The General Electric GE90 turbofan is the most powerful jet engine ever built, capable of producing 127,900 lbs of thrust. This is a bit over one and a half times as much as the Redstone rocket used in the first two Mercury flights.
My question is: is there anything ]better out there (not counting ramjets) that never left the drawing board? No matter how far along the planning was—I’m looking for anything that wouldn’t be completely physically impossible to build or operate, and at least had some rough estimates on engine thrust.
So…are there any crazy Luftwaffe, Cold War, or budding Burt Rutan designs out there that would fit the bill?
It’s hard to find out what the biggest design is. People quite often don’t talk about their new designs until the build them and put them on the market.
I was driving up US 395 north of San Bernardino one day when I came up behind a flatbed with a big thing on it. The truck carried “WIDE LOAD” signs and the thing hung over the sides of the truck by at least a foot or maybe a tad more. As I passed I could see that it was the rotor out of a jet engine. It must have been 10’ wide. I don’t think it could have been much wider because then it would have needed escorts.

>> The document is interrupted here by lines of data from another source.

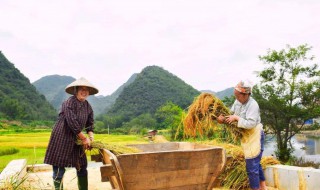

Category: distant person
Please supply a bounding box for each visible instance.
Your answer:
[44,78,98,190]
[217,81,267,190]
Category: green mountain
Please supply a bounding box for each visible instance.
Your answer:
[0,51,56,120]
[107,66,200,121]
[201,87,234,100]
[215,87,234,100]
[32,75,76,110]
[33,74,136,116]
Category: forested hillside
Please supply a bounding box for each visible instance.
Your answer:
[107,66,200,121]
[32,75,76,111]
[0,52,57,120]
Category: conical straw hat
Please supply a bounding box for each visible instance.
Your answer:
[65,77,99,95]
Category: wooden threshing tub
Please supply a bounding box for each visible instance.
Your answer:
[96,142,226,190]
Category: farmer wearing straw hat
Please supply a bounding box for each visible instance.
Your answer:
[44,78,98,190]
[217,81,266,189]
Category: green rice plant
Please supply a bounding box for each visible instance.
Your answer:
[0,168,32,190]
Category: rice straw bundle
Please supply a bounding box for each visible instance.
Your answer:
[76,140,141,155]
[204,141,280,189]
[183,93,245,141]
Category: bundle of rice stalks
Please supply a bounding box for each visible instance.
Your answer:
[76,140,141,155]
[205,141,280,190]
[183,93,244,141]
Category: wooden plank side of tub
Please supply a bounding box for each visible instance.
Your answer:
[117,148,225,190]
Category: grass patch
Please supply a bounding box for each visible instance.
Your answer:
[0,147,19,156]
[0,131,147,172]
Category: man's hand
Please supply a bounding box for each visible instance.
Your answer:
[226,115,240,124]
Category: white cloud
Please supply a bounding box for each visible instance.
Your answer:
[0,0,320,95]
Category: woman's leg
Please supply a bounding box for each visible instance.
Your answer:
[52,166,66,190]
[77,165,88,190]
[246,153,261,189]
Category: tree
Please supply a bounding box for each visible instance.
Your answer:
[253,45,320,162]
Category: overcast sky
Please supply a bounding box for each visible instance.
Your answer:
[0,0,320,95]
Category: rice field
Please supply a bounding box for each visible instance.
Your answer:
[0,132,147,172]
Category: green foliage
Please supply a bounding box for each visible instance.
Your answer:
[0,147,19,156]
[222,95,236,108]
[155,102,184,139]
[253,45,320,162]
[0,52,56,120]
[122,113,156,134]
[107,66,200,124]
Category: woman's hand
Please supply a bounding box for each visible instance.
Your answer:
[81,138,91,150]
[88,131,94,142]
[217,115,226,124]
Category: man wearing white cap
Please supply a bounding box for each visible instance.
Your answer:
[44,78,98,190]
[218,81,266,189]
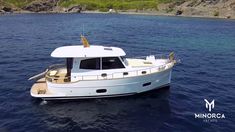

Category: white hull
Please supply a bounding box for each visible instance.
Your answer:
[31,67,172,100]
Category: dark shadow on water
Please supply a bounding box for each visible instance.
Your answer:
[33,86,171,131]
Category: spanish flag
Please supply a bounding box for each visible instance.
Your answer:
[81,35,90,48]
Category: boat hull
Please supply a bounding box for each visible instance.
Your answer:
[31,68,172,100]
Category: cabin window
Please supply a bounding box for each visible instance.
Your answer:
[80,58,100,70]
[102,57,125,69]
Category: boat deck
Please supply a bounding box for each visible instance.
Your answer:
[31,78,51,95]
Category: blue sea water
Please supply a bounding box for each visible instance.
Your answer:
[0,14,235,132]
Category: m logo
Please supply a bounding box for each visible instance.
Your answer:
[204,99,215,112]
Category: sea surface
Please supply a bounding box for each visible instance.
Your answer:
[0,14,235,132]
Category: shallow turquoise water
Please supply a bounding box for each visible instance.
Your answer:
[0,14,235,131]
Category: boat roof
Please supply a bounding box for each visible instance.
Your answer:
[51,45,126,58]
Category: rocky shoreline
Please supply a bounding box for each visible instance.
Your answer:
[0,0,235,19]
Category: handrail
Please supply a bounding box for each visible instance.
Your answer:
[45,60,176,83]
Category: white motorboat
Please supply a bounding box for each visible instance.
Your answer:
[29,36,176,100]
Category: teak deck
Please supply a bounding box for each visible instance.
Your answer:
[31,78,49,94]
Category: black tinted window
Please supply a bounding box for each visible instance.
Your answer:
[102,57,125,69]
[80,58,100,70]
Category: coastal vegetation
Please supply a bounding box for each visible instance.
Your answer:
[0,0,235,18]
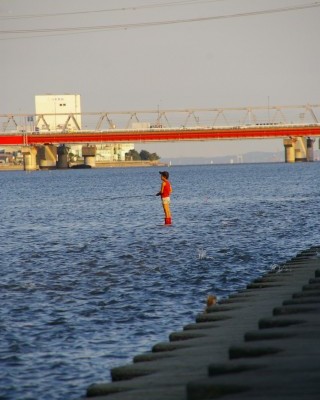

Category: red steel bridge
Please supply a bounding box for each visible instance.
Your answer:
[0,104,320,146]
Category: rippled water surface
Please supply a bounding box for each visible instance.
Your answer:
[0,163,320,400]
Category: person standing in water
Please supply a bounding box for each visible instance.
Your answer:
[156,171,172,225]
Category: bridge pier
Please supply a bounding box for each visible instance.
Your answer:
[283,137,314,163]
[57,144,69,169]
[22,146,38,171]
[283,139,296,163]
[307,138,314,162]
[37,144,57,169]
[82,145,97,168]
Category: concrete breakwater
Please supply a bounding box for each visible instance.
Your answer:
[87,247,320,400]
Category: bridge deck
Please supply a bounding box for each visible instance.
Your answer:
[0,124,320,146]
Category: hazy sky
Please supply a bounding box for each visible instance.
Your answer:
[0,0,320,157]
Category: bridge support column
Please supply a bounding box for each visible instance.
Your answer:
[82,146,97,168]
[307,138,314,162]
[22,146,38,171]
[57,144,69,169]
[283,139,296,163]
[38,144,57,169]
[295,137,307,162]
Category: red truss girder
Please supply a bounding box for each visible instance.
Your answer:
[0,125,320,146]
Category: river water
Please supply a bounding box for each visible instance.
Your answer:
[0,163,320,400]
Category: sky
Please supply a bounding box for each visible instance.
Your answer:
[0,0,320,158]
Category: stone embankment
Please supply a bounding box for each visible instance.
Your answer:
[86,247,320,400]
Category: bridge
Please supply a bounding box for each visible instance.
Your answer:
[0,104,320,169]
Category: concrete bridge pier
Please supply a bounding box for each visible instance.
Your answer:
[307,138,314,162]
[37,144,57,169]
[283,138,296,163]
[283,137,314,163]
[57,144,69,169]
[82,145,97,168]
[22,146,38,171]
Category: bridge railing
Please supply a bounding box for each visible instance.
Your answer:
[0,104,320,134]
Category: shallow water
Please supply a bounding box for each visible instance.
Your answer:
[0,163,320,400]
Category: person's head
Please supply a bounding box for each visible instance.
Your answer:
[159,171,169,179]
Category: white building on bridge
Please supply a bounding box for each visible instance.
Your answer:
[35,94,134,162]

The S209FA gas turbine built by General Electric for fixed power plants delivers 825,000,000 Watts, well over a million horsepower. I think aviation jets are more than an order of magnitude smaller. I know a much smaller GE turbine was installed in France last year and weighed over 300 tons.
It could…I’m looking for something that could potentially be adapted to an aircraft—an exceedingly huge aircraft, not an exceedingly fast aircraft. That’s why I’m not looking for ramjets or rockets.
Actually, something like the Kuznetsov “NK-116” powerplants proposed for the Be-2500, I just found. They don’t seem to exist, yet, but the concept gives them over 200,000 lbs of thrust, each.